Pro-life types have cannily glommed onto sex-selective abortion as a means to demonstrate the evils of the pro-choice narrative run amok. They’ve rebranded the practice “gendercide,” and one politician amongst the ranks has attempted (unsuccessfully) to introduce a motion condemning it. They’ve appointed more female spokespeople. Twenty years ago, women who received abortions were murderers. Today, they are more likely to be victims.

It’s part of what University of Ottawa researchers Kelly Gordon and James Saurette call the “pro-woman” rhetoric of the anti-abortion movement. “Anti-abortionists have been losing since 1969 [when the Canadian government liberalized abortion laws],” Gordon told me recently. “They’ve been viewed as being very anti-woman. This is a strategic shift. Concentrating on sex-selective abortions is a far more sympathetic discourse.”

Enacting a law against sex-selective abortion would be folly. In India, a country of 1.2 billion, there were all of 20 convictions between 1994 and 2010, according to the government report. But then, preventing sex-selective abortions isn’t the goal of pro-lifers in this country; prohibiting abortion outright is. Gender equality is just a useful vehicle to this end.

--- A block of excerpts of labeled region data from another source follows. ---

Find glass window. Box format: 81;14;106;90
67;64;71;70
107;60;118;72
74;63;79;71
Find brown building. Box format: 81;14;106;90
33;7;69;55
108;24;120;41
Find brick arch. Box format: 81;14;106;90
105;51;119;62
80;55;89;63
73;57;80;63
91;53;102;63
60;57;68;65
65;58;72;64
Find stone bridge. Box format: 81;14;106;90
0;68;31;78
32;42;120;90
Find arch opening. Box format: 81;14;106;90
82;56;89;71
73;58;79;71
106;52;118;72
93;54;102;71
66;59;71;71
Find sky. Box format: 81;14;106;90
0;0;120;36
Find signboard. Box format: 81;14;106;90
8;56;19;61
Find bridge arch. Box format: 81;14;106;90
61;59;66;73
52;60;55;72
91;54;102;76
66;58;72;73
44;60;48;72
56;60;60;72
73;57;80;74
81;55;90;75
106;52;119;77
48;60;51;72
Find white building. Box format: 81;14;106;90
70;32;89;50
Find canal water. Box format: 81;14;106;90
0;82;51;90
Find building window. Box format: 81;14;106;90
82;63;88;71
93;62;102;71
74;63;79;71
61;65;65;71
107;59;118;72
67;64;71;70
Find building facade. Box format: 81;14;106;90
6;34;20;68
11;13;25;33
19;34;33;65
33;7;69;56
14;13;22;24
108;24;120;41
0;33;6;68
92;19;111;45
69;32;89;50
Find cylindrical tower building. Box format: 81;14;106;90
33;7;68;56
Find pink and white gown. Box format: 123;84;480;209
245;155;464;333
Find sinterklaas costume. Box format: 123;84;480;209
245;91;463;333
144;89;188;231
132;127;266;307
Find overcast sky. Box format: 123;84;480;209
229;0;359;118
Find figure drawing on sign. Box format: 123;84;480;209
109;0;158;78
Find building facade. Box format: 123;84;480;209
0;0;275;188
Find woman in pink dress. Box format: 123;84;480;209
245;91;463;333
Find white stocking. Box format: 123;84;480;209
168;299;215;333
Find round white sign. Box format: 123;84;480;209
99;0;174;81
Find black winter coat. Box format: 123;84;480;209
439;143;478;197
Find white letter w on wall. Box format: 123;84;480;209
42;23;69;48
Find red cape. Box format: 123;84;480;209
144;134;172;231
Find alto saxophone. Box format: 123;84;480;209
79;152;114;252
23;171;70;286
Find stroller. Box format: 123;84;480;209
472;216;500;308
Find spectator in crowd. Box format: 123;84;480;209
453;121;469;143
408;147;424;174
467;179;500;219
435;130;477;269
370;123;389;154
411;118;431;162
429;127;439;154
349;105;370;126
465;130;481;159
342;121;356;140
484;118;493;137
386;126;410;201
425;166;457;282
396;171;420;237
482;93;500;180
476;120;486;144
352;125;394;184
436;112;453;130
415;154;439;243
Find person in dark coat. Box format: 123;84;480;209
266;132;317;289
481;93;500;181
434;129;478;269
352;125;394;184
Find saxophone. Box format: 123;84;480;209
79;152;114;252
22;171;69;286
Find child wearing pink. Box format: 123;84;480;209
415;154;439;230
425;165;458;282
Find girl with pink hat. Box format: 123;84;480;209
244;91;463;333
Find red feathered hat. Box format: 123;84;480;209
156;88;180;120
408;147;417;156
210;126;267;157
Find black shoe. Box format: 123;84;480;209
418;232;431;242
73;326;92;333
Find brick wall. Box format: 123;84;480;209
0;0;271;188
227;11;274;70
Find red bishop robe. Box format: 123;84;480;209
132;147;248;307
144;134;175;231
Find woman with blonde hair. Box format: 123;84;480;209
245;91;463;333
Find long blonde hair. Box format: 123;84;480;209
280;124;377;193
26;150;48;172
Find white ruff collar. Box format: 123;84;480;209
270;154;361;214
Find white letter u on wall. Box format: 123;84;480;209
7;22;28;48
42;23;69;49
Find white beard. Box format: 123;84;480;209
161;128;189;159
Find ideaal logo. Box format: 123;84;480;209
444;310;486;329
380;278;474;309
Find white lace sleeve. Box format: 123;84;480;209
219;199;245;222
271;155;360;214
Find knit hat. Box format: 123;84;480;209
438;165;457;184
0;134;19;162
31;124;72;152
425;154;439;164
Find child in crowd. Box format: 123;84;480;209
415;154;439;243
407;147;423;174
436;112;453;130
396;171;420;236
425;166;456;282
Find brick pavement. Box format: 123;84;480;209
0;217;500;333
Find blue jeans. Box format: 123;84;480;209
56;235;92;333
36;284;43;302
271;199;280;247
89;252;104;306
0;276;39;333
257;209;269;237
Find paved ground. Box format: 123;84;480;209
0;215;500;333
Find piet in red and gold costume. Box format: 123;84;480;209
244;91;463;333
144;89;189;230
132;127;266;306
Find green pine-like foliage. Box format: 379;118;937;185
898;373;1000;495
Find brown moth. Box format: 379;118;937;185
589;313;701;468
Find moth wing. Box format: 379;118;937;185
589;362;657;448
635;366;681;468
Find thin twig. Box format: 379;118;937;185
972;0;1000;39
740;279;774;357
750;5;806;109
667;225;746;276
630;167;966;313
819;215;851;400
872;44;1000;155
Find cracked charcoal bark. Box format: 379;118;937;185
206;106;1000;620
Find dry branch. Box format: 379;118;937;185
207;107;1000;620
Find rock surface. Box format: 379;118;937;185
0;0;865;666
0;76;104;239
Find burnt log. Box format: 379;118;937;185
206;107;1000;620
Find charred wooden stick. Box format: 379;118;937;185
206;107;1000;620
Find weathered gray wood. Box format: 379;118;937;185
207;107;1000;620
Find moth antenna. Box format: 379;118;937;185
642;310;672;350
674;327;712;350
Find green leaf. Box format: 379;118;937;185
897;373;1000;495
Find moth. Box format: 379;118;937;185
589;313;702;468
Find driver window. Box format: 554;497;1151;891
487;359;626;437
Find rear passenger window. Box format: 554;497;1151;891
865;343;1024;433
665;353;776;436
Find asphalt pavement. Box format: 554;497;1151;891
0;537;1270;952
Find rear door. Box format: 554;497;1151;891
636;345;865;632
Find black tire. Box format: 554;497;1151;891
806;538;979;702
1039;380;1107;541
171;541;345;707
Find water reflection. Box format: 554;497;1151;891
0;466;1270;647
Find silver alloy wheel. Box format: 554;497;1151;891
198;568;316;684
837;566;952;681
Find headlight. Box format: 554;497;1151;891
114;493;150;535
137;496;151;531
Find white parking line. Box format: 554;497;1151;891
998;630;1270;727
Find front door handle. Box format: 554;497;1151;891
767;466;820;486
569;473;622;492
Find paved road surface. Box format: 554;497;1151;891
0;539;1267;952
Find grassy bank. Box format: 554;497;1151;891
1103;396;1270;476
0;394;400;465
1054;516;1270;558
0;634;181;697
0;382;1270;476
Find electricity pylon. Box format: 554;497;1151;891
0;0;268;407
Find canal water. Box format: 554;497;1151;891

A useful vehicle, and a Trojan horse. Restricting reproductive rights would be far easier with an existing law banning what amounts to an aberration of the practice. By draping itself in the flag of gender equality, the anti-abortion movement is rehashing a debate it lost long ago. It’s a savvy and cynical move, and should be recognized as such.

Ultimately, of course, the way to curb sex-selective abortions is roughly the same as curbing the frequency of abortions in general—not through legislation, but education. This country’s long-diminishing abortion rate is the best testament to this fact.

Source: Why the anti-abortion movement is embracing gender equality

Attitudes, inequalities at root of ‘missing’ girls: Balkissoon

Denise Balkissoon on the study showing a prevalence of Indo-Canadian sex selection abortions:

But it’s short-sighted to brand this an immigrant problem or to react by restricting women’s rights. This is a problem of tradition and history, and modern Asia is troubled by it, too. While India and China are scrambling to find real fixes, the Journal noted that South Korea seems to have turned around a centuries-old preference for boys in a single generation.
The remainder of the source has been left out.